La société épistolaire

Mme Riccoboni, Lettres d’Adélaïde de Dammartin, éd. de 2005, couverture

L’Oreille tendue aime le répéter : les amants épistolaires ne sont jamais seuls au monde. Démonstration avec un roman de Mme Riccoboni, Lettres d’Adélaïde de Dammartin, comtesse de Sancerre, au comte de Nancé, son ami (1767).

Débarrassons-nous du superflu, même si elle est habilement menée : l’intrigue. Elle l’aime. Il l’aime. Ils se marieront.

Attachons-nous à la forme. Selon le titre, il n’y aurait à lire que ses lettres à elle; c’est heureusement bien plus compliqué que cela. À certains moments — Adelaïde de Dammartin est malade, elle a besoin d’aide —, d’autres qu’elle signent des lettres. On trouve des lettres — qu’elle a reçues ou interceptées — recopiées ou résumées dans les siennes. Très souvent — et c’est une des caractéristiques les plus intéressantes du roman —, les propos de ses correspondants sont rapportés, en italiques, dans les réponses qu’elle leur adresse :

Vous êtes surpris, très surpris de quelques expressions de mes lettres; plus surpris encore de m’entendre dire en parlant de madame de Montalais : mon sort a été bien différent du sien. Aucun mari, pensez-vous, n’eut de plus tendres égards pour sa femme que le comte de Sancerre; et si une antipathie inconcevable n’avait fermé mes yeux sur son mérite, je n’aurais pas préféré le séjour de Mondelis à la douceur de rendre heureux un homme aimable, dont j’étais passionnément aimée (p. 33).

Lettres d’Adélaïde de Dammartin n’a de monodique que le titre.

Mme Riccoboni sait tourner un portrait, parfois en quelques lignes : «Avec des qualités estimables, des vertus solides, un mérite réel, monsieur de Martigues ne plaisait à personne» (p. 83). Ailleurs, ce sera plus long, mais pas moins intéressant :

Je n’ai jamais pu souffrir le comte de Roye. N’êtes-vous pas comme moi ? Je hais ces naturels actifs, ces personnages empressés, officieux, dont le zèle importun est moins une preuve d’attachement, que l’effet de leur humeur inquiète, du besoin qu’ils sentent de s’occuper; leur amitié est sans cesse en mouvement; veut toujours paraître, toujours servir; elle gêne, elle embarrasse; souvent elle nuit. Que de gens prennent le plaisir de s’intriguer pour la chaleur d’un tendre intérêt ! Mon cher comte, cette espèce d’amis fit naître l’ingratitude, et mérita de l’éprouver (p. 129).

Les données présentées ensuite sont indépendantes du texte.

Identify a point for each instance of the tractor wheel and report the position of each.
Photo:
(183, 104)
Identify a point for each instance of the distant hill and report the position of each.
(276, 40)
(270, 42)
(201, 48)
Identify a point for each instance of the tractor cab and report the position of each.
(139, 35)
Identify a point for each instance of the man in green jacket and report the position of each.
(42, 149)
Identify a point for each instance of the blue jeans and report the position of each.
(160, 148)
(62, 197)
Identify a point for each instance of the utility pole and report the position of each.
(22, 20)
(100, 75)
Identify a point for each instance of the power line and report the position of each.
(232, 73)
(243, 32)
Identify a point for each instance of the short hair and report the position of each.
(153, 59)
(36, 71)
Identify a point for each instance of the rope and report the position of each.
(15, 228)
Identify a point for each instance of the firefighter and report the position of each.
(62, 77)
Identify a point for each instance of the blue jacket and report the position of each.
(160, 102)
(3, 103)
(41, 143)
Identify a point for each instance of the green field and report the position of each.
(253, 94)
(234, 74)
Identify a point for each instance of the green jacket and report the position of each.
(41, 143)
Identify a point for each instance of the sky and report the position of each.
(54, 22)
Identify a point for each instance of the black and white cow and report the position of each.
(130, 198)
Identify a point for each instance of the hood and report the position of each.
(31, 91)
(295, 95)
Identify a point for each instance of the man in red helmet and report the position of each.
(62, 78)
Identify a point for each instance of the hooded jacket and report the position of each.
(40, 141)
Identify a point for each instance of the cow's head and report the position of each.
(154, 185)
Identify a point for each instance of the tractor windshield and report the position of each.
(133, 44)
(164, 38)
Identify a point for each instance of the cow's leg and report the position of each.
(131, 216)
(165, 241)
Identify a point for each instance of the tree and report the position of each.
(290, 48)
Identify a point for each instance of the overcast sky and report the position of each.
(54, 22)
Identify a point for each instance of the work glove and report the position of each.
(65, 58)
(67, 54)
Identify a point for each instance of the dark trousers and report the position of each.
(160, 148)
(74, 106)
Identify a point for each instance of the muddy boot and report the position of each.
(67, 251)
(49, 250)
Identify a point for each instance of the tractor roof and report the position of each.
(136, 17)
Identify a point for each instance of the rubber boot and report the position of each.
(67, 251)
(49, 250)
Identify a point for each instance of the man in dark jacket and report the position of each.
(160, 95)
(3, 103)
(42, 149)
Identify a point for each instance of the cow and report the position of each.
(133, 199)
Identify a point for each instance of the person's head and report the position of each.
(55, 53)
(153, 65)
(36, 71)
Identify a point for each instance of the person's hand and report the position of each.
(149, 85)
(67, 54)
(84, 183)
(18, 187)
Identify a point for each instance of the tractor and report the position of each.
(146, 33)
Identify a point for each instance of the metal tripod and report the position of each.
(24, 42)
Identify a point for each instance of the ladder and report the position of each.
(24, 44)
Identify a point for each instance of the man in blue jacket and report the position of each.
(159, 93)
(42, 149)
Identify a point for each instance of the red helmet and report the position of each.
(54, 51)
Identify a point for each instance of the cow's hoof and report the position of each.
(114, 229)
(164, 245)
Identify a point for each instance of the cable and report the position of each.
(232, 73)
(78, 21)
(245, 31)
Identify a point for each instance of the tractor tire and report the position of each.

L’éditrice, Pascale Bolognini-Centène, évoque en introduction les «préoccupations féministes de la romancière» (p. 9). Ces «préoccupations» s’incarnent notamment dans le personnage de Mme de Martigues, cette «femme libre» (p. 122), «étourdie» (p. 125), «pétulante» (p. 135). Le thème principal du roman est le (re)mariage et les considérations financières qui lui sont attachées (contrats, testaments). Les propos de Mme de Martigues sont clairs à ce sujet :

Ma chère madame de Termes, ne vous emportez point; ma belle, ma bien-aimée madame de Sancerre, ne prenez pas votre air grave. Je vous le dis dans la sincérité de mon cœur, l’idée d’un mari me ferait fuir au bout de l’univers. C’est une créature si familière, si exigeante, si impérieuse ! Comment me résoudre à donner à un homme le droit d’entrer chez moi comme chez lui ? De rester là, de me gêner, de m’ennuyer, de me contrarier, de prétendre, de vouloir, enfin de m’imposer des lois ? Je n’ai point oublié monsieur de Martigues, ses tons, sa hauteur, ses il le faut, Madame, je le désire, cela convient, je le veux, cela sera : et cela était (p. 121).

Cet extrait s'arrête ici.